The most recognizable twentieth-century artwork in this vein is either that of the Guerrilla Girls or The Dinner Party by Judy Chicago. Both approach advocacy through education. Chicago’s Dinner Party functions as a signal booster to significant but under-appreciated women in history. The Guerrilla Girls’ consciousness-raising efforts could be called a decades-long performance artwork. Chicago addresses the lack of gender parity in history by attempting to fill it.  The Guerrilla Girls expose its ridiculousness.

My Toying with History series follows a similar logic. Like Chicago’s installation, my dolls present the results of research that may not be universally familiar to viewers. The coherence of the whole depends on hedging this bet: by referring to an array of political, historical, and artistic icons, I increase the likelihood that each viewer will recognize at least some of the references. After that, the rest should become comprehensible.

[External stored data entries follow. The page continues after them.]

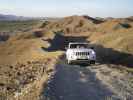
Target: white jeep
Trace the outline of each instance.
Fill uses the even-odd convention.
[[[66,51],[66,59],[68,64],[72,62],[95,64],[96,53],[88,43],[71,42]]]

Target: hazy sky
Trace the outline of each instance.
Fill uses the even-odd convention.
[[[0,0],[0,13],[22,16],[133,16],[133,0]]]

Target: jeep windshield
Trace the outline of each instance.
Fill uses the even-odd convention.
[[[88,44],[70,44],[71,49],[88,48]]]

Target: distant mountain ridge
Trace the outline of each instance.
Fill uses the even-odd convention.
[[[31,20],[31,19],[38,19],[38,18],[0,14],[0,21]]]

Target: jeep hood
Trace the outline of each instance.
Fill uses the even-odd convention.
[[[70,52],[91,52],[92,49],[68,49]]]

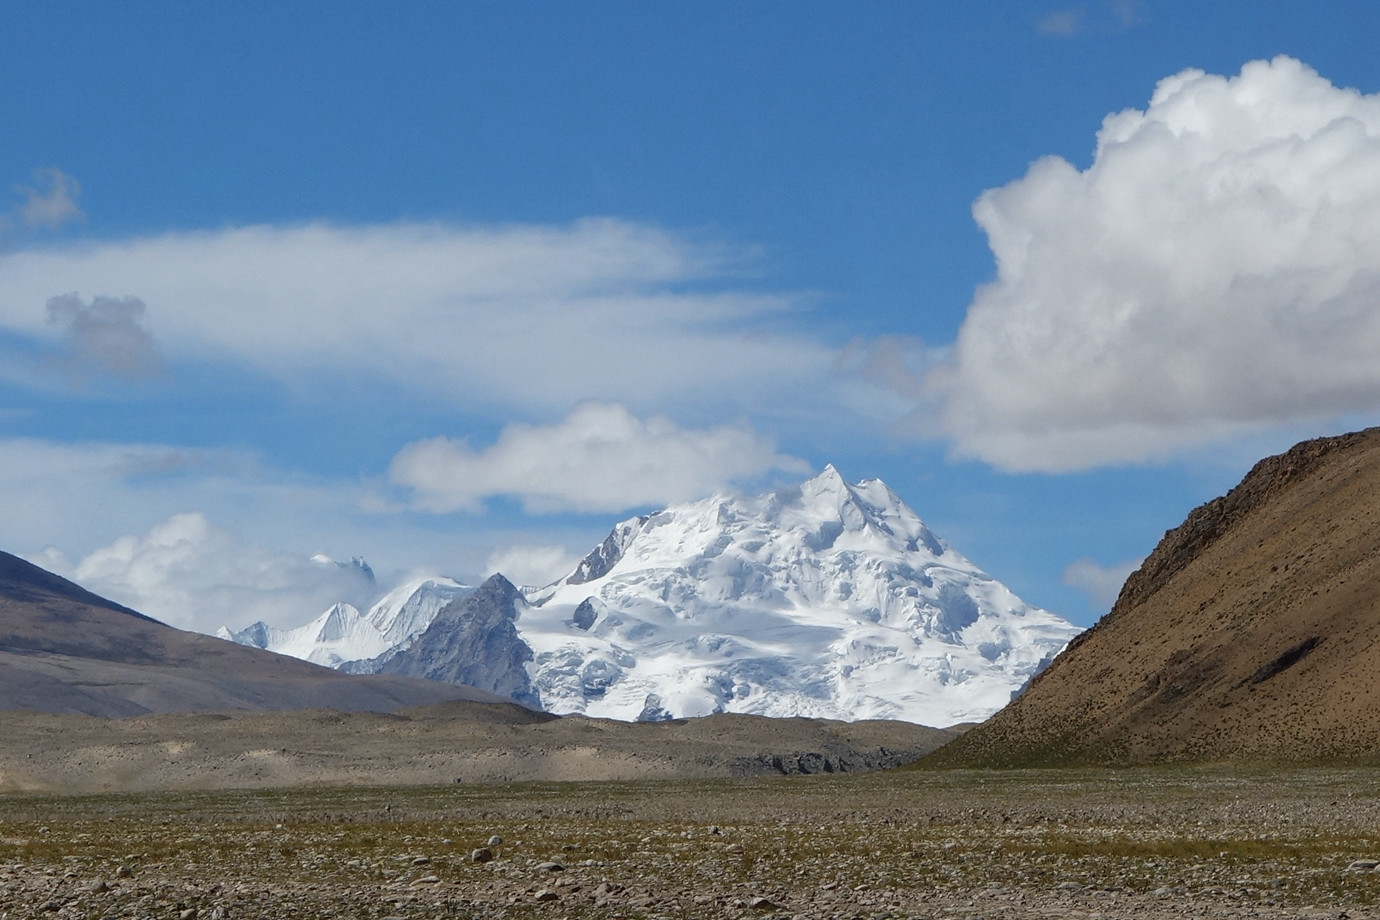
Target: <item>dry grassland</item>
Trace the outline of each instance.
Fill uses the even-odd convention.
[[[1366,858],[1371,770],[0,799],[3,918],[1362,920]]]

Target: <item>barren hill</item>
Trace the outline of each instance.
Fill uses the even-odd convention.
[[[0,711],[386,712],[456,699],[502,698],[410,678],[353,677],[184,632],[0,553]]]
[[[1380,429],[1195,509],[1026,693],[924,762],[1380,761]]]

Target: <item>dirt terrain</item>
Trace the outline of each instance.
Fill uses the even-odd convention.
[[[1369,770],[0,798],[4,918],[1367,920],[1376,858]]]
[[[1262,460],[951,765],[1380,762],[1380,429]]]
[[[0,713],[0,793],[685,779],[909,763],[955,732],[717,715],[628,723],[515,703],[396,713]]]

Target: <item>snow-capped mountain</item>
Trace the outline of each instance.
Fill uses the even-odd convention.
[[[1079,632],[832,466],[624,521],[527,601],[543,706],[624,719],[979,720]]]
[[[951,725],[1001,708],[1078,632],[940,540],[884,483],[849,485],[830,466],[794,488],[623,521],[525,595],[496,575],[410,648],[360,667],[618,719]]]
[[[364,565],[362,560],[356,562]],[[278,629],[260,621],[235,632],[221,627],[216,635],[240,645],[356,670],[350,667],[352,662],[406,648],[431,625],[441,608],[471,590],[449,578],[422,578],[390,591],[367,614],[342,603],[305,626]]]

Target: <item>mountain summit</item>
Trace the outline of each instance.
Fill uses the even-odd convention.
[[[1078,632],[833,466],[623,521],[526,600],[542,705],[621,719],[982,719]]]

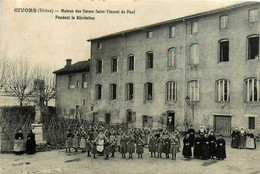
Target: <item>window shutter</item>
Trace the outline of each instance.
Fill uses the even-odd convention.
[[[136,122],[136,112],[132,112],[132,121]]]

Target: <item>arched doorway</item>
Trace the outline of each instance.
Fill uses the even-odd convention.
[[[167,112],[167,129],[168,131],[174,131],[175,113],[174,111]]]

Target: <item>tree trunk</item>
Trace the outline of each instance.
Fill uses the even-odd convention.
[[[48,100],[45,100],[45,105],[48,106]]]
[[[20,106],[23,106],[23,101],[22,100],[20,100]]]

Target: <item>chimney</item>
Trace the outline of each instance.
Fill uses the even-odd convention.
[[[65,68],[69,68],[71,66],[71,59],[66,59]]]

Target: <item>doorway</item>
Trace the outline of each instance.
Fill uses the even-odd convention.
[[[175,119],[175,113],[173,111],[167,112],[167,129],[168,131],[174,131],[174,120]]]

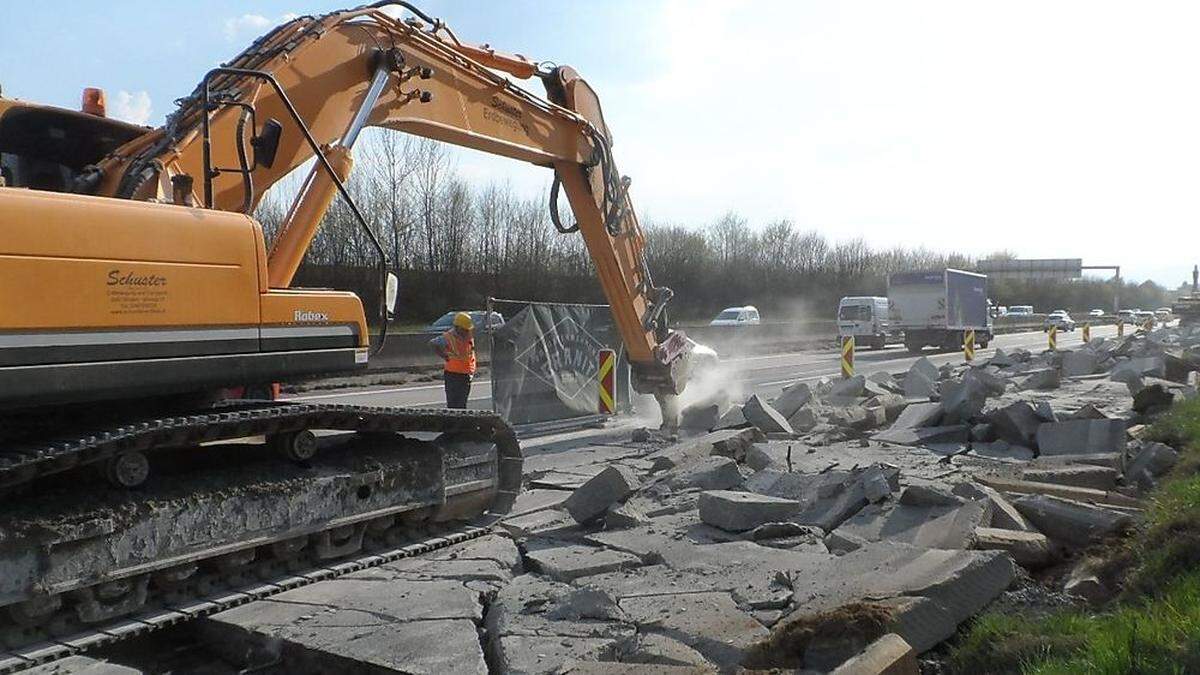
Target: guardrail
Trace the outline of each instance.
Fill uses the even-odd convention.
[[[992,325],[997,335],[1041,330],[1045,314],[1028,316],[998,317]],[[1115,316],[1087,317],[1076,319],[1076,325],[1085,321],[1092,326],[1108,326],[1116,323]],[[680,330],[696,342],[708,345],[722,356],[745,356],[774,352],[833,348],[837,339],[837,321],[815,319],[812,321],[769,322],[753,326],[707,326],[686,324]],[[430,369],[442,365],[437,355],[429,348],[432,333],[389,333],[387,344],[371,359],[372,370]],[[481,365],[491,362],[491,342],[484,337],[476,341],[476,350]]]

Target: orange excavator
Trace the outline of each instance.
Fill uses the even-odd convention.
[[[334,199],[375,244],[386,332],[395,279],[345,188],[366,127],[553,170],[551,215],[586,242],[634,387],[675,416],[696,346],[667,328],[612,134],[569,67],[385,1],[279,26],[158,129],[105,117],[98,90],[81,111],[0,99],[0,671],[64,632],[511,507],[520,448],[491,413],[218,400],[367,366],[358,297],[292,287]],[[250,214],[309,160],[268,246]]]

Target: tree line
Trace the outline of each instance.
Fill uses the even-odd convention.
[[[268,242],[298,188],[298,178],[285,180],[260,204],[256,215]],[[582,238],[555,230],[545,195],[524,197],[504,183],[472,184],[456,171],[442,144],[397,133],[364,135],[347,189],[400,277],[402,323],[482,308],[489,296],[604,301]],[[565,222],[569,218],[563,216]],[[921,247],[830,241],[789,220],[755,227],[732,211],[698,227],[642,225],[654,281],[675,291],[671,316],[683,321],[744,304],[757,306],[765,321],[831,318],[843,296],[885,294],[892,272],[975,264],[967,255]],[[350,210],[335,200],[296,284],[353,290],[371,308],[378,297],[371,272],[376,260]],[[990,284],[997,304],[1032,304],[1038,311],[1110,309],[1114,290],[1113,283],[1091,279]],[[1166,301],[1152,282],[1124,283],[1120,293],[1124,307],[1154,308]]]

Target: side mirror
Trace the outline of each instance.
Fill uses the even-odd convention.
[[[387,305],[388,318],[396,315],[396,299],[400,295],[400,279],[395,274],[388,272],[387,286],[383,291],[383,301]]]
[[[250,139],[250,147],[254,148],[254,166],[269,169],[275,165],[275,153],[279,152],[279,138],[282,135],[283,125],[279,120],[267,120],[262,131]]]

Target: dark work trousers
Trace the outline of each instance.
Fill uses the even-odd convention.
[[[463,373],[442,373],[446,382],[446,407],[466,408],[471,395],[471,376]]]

My paintings echo the consistently snarky tone of the Guerrilla Girls more than the eulogistic Dinner Party. Like the Guerrilla Girls, these costumes assert that important truths can be conveyed through sarcasm. The ways in which they maintain their anonymity—a combination of pseudonyms and gorilla masks—sounds in description like a ridiculous jumble of metaphors. In fact, the Guerrilla Girls’ use of multiple layers of pretense enables them to speak bold truths in memorable ways. Adopting the names of women from art history as pseudonyms is a way of raising awareness of women’s contributions to the field. Going so far as to actually dress like their eponymous artists would tip the balance from consciousness-raising to historical recreation. Even the gorilla masks are similarly nuanced: they attract attention while maintaining anonymity and defying gender expectations. This sarcastic facade is a consistent aspect of their work. Anonymity is poignant when the topic is systematic marginalization in the arts.

Anon...was often a woman (and details)
Fig. 2. Anon…was often a woman (and details). Watercolor. 45” x 66”. 2014.

The Guerrilla Girls organized in 1985 in response to blatant inequity in the art world, and the message remains the same: women and men are not represented in equal numbers. Half the population continues to be massively underrepresented in politics, literature, film, and art. This is an old tradition of omission. As Virginia Woolf quipped, “Indeed, I would venture to guess that Anon, who wrote so many poems without signing them, was often a woman” (49). We should certainly seek equitable gender representation in politics and the arts, but it would be a mistake to ever confuse tokenism with equality. These quantifiable approaches are only a beginning.